Des sanctions comme une goutte dans l’océan

Les amendes sont passées d’un total de 725 000 $ en 2022-2023 à 1,17 million jusqu’à présent au cours de cet exercice, qui se termine le 31 mars.

Mais ce chiffre représente une goutte dans l’océan des revenus que les transporteurs génèrent chaque année : Air Canada à lui seul a encaissé 6,34 milliards au cours des neuf premiers mois de 2023. Et les sanctions ont été réparties entre les compagnies aériennes étrangères et nationales, ainsi que les chemins de fer.
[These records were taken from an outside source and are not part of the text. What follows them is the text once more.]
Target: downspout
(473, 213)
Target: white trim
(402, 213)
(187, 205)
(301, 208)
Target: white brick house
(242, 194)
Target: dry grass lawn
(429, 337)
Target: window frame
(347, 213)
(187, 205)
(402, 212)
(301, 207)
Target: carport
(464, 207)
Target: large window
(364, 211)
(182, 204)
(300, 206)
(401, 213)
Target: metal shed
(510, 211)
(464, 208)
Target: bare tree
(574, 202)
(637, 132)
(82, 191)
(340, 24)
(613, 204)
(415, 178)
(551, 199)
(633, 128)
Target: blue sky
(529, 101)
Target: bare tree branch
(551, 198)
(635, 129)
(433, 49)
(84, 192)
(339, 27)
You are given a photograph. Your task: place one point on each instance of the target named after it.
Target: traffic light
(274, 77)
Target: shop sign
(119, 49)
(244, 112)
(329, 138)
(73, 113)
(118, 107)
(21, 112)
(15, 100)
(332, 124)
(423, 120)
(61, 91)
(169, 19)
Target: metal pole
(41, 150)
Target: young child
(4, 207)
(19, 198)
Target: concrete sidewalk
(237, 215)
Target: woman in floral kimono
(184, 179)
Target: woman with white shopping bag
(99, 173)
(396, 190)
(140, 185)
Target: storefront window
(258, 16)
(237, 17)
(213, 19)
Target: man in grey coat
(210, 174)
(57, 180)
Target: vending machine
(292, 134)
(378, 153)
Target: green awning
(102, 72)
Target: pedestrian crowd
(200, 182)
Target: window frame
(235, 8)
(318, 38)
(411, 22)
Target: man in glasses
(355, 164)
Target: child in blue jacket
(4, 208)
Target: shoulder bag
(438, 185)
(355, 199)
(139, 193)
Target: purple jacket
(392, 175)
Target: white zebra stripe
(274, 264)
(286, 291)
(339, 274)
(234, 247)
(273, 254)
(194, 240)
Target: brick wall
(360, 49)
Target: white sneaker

L’équipe d’application de la loi de l’agence suit les plaintes pour détecter un schéma de violations et cherche à imposer des amendes lorsqu’elle considère qu’un problème est « systémique », a déclaré Tom Oommen, directeur général de l’analyse et de la liaison de l’agence, dans une entrevue.

« Jusqu’à présent, nous n’avons pas encore trouvé cela », a-t-il affirmé à propos des violations de modification de réservation.

L’OTC prévoit de multiplier par 10 ses amendes maximales dans le cadre d’une refonte de la charte des droits des passagers plus tard cette année, a souligné M. Oommen.

Au cours des quatre dernières années, le régulateur a infligé un total d’amendes de 16 700 $ pour des violations liées aux modifications de réservation. Les 30 cas impliquaient WestJet et Sunwing – acheté depuis par WestJet.

Les deux transporteurs ne sont pas les seules cibles de la colère des clients. La semaine dernière, un voyagiste de Colombie-Britannique a intenté une poursuite de 28 000 $ contre Air Canada, dans le but de récupérer l’argent dépensé en taxis, hôtels et vols lorsque 31 Britanno-Colombiens se sont retrouvés bloqués à Toronto après être partis pour un séjour de deux semaines à Terre-Neuve en juin 2022.

La compagnie aérienne a proposé un nouvel itinéraire aux passagers de Wells Gray Tours trois à cinq jours après l’annulation, selon le dossier. Aucune des allégations n’a été prouvée devant les tribunaux et Air Canada n’a pas répondu à une demande de commentaires sur la poursuite.